Merche Esmeralda
¿Quién es Merche Esmeralda?
Mercedes Rodríguez Gamero, “Merche Esmeralda”, nació en Sevilla en 1947 en el seno de una familia gitana. Desde niña se formó en la Academia Sevillana de Adelita Domingo, donde dio sus primeros pasos en el baile, y con el tiempo amplió estudios hasta obtener, en 1973, el título oficial de profesora de danza española.
Debutó en las galas juveniles de Sevilla y pronto empezó a curtirse en tablaos de referencia, tanto en su ciudad natal como en Madrid, un circuito que en aquellos años era el auténtico vivero de las grandes figuras del baile flamenco.
Trayectoria
Su etapa formativa en los tablaos, con paradas en Las Brujas, El Duende, El Guajiro, Los Gallos, Los Canasteros o Café de Chinitas, le sirvió de trampolín hacia el Ballet Nacional de España, del que formó parte en dos periodos, entre 1980 y 1982 y de nuevo entre 1986 y 1995, participando en montajes como “El amor brujo”, “Medea” o “Soleá”. En 1989 fundó el Ballet de Murcia, y en 1992 tomó parte tanto en la Exposición Universal de Sevilla como en la película “Sevillanas” de Carlos Saura, con quien volvería a colaborar en “Flamenco”. También apareció en “Alma gitana”, de Chus Gutiérrez.
En 1999 estrenó su propia versión coreográfica de “Bodas de sangre”, de García Lorca, que llegó a estar nominada a los premios Max.
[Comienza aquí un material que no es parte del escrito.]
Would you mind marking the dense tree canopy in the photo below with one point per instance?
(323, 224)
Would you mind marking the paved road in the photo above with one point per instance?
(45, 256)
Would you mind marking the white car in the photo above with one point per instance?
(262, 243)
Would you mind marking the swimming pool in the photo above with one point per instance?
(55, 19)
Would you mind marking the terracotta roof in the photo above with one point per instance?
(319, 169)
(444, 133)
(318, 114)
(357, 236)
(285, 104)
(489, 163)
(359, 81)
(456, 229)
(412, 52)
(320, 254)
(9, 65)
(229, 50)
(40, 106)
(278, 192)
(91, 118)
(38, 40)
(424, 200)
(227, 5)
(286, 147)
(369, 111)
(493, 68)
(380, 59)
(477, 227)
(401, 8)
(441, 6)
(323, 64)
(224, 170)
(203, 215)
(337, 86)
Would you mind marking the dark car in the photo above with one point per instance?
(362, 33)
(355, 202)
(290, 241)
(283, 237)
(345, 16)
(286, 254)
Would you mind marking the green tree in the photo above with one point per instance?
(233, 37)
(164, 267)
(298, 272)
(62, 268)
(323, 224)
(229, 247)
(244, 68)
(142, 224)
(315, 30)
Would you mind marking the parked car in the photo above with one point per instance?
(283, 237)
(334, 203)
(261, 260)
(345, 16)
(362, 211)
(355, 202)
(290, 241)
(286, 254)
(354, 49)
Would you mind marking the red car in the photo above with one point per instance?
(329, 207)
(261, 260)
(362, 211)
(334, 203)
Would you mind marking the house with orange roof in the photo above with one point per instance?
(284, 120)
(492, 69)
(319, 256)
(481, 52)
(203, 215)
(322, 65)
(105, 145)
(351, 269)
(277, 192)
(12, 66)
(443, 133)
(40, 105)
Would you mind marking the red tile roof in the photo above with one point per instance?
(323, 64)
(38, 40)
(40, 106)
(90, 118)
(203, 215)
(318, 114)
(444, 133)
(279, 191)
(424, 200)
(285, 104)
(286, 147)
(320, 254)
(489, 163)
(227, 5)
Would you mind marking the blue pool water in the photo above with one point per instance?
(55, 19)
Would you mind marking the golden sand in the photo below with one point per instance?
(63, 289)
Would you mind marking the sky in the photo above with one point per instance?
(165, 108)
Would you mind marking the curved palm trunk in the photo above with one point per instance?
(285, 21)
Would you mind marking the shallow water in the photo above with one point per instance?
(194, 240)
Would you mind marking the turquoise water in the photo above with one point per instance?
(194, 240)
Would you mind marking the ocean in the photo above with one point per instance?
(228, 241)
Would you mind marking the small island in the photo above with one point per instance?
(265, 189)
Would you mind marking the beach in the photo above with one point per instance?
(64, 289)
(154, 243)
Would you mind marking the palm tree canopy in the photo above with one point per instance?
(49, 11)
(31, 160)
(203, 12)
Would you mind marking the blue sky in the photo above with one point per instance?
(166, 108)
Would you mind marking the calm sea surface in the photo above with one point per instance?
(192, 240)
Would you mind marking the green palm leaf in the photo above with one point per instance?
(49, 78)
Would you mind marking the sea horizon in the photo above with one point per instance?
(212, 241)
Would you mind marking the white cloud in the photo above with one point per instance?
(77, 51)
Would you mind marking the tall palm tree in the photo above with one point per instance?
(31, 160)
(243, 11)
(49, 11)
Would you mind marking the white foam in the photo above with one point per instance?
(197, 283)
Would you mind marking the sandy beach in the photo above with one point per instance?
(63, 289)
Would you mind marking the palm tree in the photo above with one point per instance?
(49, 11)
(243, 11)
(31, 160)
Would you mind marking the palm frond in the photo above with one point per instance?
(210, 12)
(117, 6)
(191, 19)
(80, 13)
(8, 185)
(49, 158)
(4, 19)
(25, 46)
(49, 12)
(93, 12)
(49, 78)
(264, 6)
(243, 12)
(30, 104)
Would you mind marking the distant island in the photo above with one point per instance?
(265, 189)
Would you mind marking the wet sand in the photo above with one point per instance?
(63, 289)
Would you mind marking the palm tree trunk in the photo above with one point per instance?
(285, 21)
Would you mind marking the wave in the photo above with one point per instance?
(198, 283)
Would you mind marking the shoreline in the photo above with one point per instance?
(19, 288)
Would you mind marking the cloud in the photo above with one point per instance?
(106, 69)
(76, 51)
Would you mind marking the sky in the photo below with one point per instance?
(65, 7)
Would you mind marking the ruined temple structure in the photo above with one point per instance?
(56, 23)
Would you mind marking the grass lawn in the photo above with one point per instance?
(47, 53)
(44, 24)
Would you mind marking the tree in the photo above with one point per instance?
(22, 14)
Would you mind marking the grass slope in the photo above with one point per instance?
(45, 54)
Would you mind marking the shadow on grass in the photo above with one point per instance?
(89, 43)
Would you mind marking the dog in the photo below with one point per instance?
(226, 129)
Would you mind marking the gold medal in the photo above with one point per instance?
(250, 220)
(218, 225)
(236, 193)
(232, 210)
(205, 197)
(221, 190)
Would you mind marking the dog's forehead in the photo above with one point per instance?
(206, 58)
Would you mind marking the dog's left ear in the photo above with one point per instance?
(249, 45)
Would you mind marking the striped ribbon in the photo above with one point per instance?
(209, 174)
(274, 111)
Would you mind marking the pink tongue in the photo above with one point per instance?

A lo largo de su carrera compartió escenario y proyectos con artistas de generaciones posteriores como Joaquín Cortés, Antonio Canales, Sara Baras o Eva Yerbabuena, actuando como puente entre distintas épocas del baile flamenco.
Estilo
Ella misma ha resumido su forma de bailar como algo “muy personal, no es un flamenco de mucha violencia, es más tranquilo, pero sin que le falte fuerza”, una síntesis de elegancia y contención antes que de exhibición de virtuosismo, que se convirtió en su sello distintivo.
Legado
Fundó su propia escuela, ha sido catedrática de Flamencología en Jerez y desarrolló el “Método Flamenco de Cinco Años”, un programa pedagógico avalado por la Universidad Alfonso X El Sabio. Recibió, entre otros reconocimientos, el Premio Nacional de Baile del Concurso Nacional de Córdoba en 1968 y el Premio a la Popularidad del diario Pueblo en 1970, distinciones que certifican una trayectoria dedicada tanto al escenario como a la transmisión del oficio a nuevas generaciones.